Sold!
So the time has come for you to say goodbye to your house. Selling can be an emotional process, and also one that’s full of surprises. To get that listing just right, run open houses with ease and bring in strong offers takes serious work. So we spoke with a home seller, a seller’s agent and an online listing expert on what to expect. Here are their ten best tips, from simple curb appeal to acing the open house.

Find A Local Expert
It might seem easy to forgo the agent and list your home online “for sale by owner.” Resist the temptation, says Ban Leow, a seller in Brooklyn, New York who also works as an agent with Halstead. “Your agent is your neighborhood expert,” he says. “They know the inventory and what your house is up against.” They’ll also help promote and run open houses, bring in potential buyers and assist with price negotiations.

Research Nearby Sales
The internet is an essential tool, as online marketplaces will tell you how much nearby properties have sold for. It’ll also show you agents working in the neighborhood and the prices they’re bringing in for properties similar to yours.

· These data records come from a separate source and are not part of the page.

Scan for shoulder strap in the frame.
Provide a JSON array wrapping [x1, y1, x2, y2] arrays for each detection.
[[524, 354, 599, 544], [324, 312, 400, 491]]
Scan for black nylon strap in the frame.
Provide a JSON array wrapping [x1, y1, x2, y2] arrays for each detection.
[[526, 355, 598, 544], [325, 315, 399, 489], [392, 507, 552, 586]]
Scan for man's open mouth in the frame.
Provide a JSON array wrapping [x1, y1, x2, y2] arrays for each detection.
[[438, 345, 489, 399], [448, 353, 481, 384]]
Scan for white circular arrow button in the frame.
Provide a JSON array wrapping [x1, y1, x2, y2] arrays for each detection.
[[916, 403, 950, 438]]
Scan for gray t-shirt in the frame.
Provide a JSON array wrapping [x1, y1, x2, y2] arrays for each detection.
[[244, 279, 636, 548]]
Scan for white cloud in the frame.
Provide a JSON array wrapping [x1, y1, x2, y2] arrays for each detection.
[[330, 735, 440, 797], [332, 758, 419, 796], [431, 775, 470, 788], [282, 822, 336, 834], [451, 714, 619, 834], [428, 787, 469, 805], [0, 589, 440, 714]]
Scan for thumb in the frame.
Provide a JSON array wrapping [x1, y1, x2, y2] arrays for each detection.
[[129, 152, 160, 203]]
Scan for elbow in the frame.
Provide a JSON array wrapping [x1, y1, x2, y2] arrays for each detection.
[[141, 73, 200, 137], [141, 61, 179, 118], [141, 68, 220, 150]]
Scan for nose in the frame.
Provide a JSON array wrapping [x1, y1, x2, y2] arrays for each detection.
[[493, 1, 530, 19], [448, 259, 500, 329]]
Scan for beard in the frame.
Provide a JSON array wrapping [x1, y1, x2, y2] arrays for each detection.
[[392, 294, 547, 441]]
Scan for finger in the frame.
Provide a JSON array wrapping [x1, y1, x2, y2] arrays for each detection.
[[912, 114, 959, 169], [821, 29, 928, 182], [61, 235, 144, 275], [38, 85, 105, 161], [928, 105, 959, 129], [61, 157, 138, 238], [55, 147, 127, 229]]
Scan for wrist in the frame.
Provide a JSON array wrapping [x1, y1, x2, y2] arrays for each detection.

Leave It To The Professionals
Selling your house is undoubtedly an emotional experience, but don’t let that get in the way. “You need a professional looking at your home with fresh eyes,”. Don’t be offended when they’ve got suggestions about potential home upgrades before selling, strategies for open houses or the right offer to accept. To them, it’s just another day at work — and selling for a high price is in their best interest, too.

Refresh Your Interior
You’re preparing to move, so look at selling as an opportunity to declutter and clean out that closet you haven’t looked in all year. The way you present your home will have an impact on potential buyers. “Declutter and move items into storage,” says Leow. “You want to give people access to the space.” He also recommends a fresh coat of paint as “a way to refresh the interior at a minimal cost.”

Droolworthy Images
You want your home to stand out among countless online listings. That means good photography is crucial. Not only that, you want to capture a home other people can see themselves living in. “It should look like a blank canvas where a potential buyer could see themselves for the next five to ten years,” says Johnson. “You don’t necessarily want your bottlehead collection overtaking the den.”

Staging Works
Presenting a blank canvas, however, doesn’t necessarily mean the house should be displayed empty. If you’ve moved everything out before photography and open houses, consider staging. According to Johnson, “Our research shows a staged house can sell up to 88 percent faster than a non-staged house, at a 20 percent premium.”

Don’t Forget Curb Appeal
Don’t spend so much time on the interior that you neglect what’s happening outside. “Curb appeal is important — it’s the first thing potential buyers see,” Leow says. He recommends placing plants and window boxes out front so buyers get the impression they’re walking into a welcoming home.

Smart Marketing
What does your property have going for it? Figure it out, then milk it in the marketing. “Maybe it’s a ranch home that can be marketed to a downsizing buyer, or the home has environmentally-friendly features that are appealing to millennials,” says Johnson. Make sure your agent highlights such unique features in the listing.

Ace The Open House
You’ve decluttered, taken great photos, now it’s time to let strangers walk through your home. It’s okay if you don’t want to be there–have a reliable agent on hand who knows every last detail of your home and is able to offer it to visitors. Also, make sure the space is comfortable — from proper air conditioning to having water available. “It’s the little things that make it comfortable,” Leow says.

Seize A Good Offer
Sellers often balk when they receive a strong offer soon after they listed their property, Boland says. “Don’t dismiss those early offers,” she urges. If a buyer decides to wait, and a better offer never comes along, they risk decreasing the value of the home the longer it sits on the market.